I think this will definitely help me focus on what's important and provide a sense of fulfillment in my life that I lack right now. Even if it flops hard, I still think the effort will be worth it.
October 4, 2005
[Daniel] Recipes
Finally, after almost a year since I first promised it, we have put up Moriah's recipes. Moriah did the background herself and entered recipes on her own. I wrote the code over a full year ago and gave it as a present to Moriah. It was the first thing I did in PHP, so looking at the code is painful. However, it seems to have served Moriah well, especially in the last couple weeks, so we're putting it up for everyone's use. More recipes are sure to come in the future. This is only the beginning. Enjoy!
October 3, 2005
[Daniel] Web 2.0
In addition to learning Subversion and pushing forward my PHP skills, I've been investigating more Ajax / Web 2.0 technologies. Most of it is a lot of hype over very little, over things that should have been done in the first place or shouldn't be done at all. The basic premise to create a highly interactive web site using standards and open APIs to create great user experiences. If that sentence wasn't buzzword-compliant, I don't know what would be (I suppose I could've added "a 30,000 ft, bird's-eye view of an outside-the-box paradigm...").Google Maps was one of the bright early stars in the realm of Web 2.0, coined most prominently by Tim O'Reilly, a purveyor of fine technical books. With its easy draggable maps, the many levels of zoom, the satellite/map/hybrid view and pretty effects, it's the darling of most Web 2.0 aficionados.

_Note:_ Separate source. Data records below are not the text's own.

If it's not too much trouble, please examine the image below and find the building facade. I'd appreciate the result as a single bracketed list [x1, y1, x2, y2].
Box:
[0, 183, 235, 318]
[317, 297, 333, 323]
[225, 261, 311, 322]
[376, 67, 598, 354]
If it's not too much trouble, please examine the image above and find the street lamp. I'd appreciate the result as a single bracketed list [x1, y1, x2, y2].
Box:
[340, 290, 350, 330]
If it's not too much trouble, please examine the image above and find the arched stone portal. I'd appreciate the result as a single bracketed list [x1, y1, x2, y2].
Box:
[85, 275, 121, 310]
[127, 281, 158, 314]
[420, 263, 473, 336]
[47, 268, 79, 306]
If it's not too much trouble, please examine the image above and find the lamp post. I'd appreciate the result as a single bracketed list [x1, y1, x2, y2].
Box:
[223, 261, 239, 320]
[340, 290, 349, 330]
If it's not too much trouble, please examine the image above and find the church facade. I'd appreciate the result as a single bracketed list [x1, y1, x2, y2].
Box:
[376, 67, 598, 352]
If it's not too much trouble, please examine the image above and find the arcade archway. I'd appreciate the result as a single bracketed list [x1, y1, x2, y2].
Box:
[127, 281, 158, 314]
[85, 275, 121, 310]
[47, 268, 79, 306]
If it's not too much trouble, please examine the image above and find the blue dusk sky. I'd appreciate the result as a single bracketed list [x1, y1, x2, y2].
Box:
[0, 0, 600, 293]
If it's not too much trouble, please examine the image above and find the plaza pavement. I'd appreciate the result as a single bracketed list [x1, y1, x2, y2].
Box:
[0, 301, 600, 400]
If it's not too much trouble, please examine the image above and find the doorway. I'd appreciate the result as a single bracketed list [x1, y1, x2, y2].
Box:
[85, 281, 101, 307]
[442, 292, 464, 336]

Some other first rate examples include Google Suggest, A9, Flickr, BaseCamp, Ta-Da List, Del.icio.us and many more. Personally, I've used about half of these and have been impressed with what's been done so far.
But more services seem to be on their way and some important ones at that. Among the newly announced are Writely, an online word processor, and NumSum, an online spreadsheet application. Some think that the big players, such as Google, Yahoo and Microsoft are preparing their own online versions of Office-style software. If not, I say they are fools not to.
They are foolish because it is definitely a niche market but one that has the potential to expand tremendously if these technologies take off. And there is very little competition currently out there, with only a handful of vaguely comparable sites. Finally, the technologies are quite accessible and all three of the web giants already have a decent investment in them. Further, they all have the infrastructure in place to handle a massively used application, unlike most of the relatively small Web 2.0 apps I mentioned above.
The next several years will hold many interesting things on this front and I, for one, welcome it. The web is first starting to grow up and as bandwidth costs go down, we will only see more. Here's hoping I can be part of that.
[Daniel] Missed!
Sadly, I broke the streak I was attempting to maintain of posting every day. A weekend trip up to Dallas-Fort Worth to see Mom S. caused me to be away from the computer for a couple days. In addition, I re-sprained my ankle, this time stepping out of their garage and rolling it. Not fun. I'm going to try to be better in the future.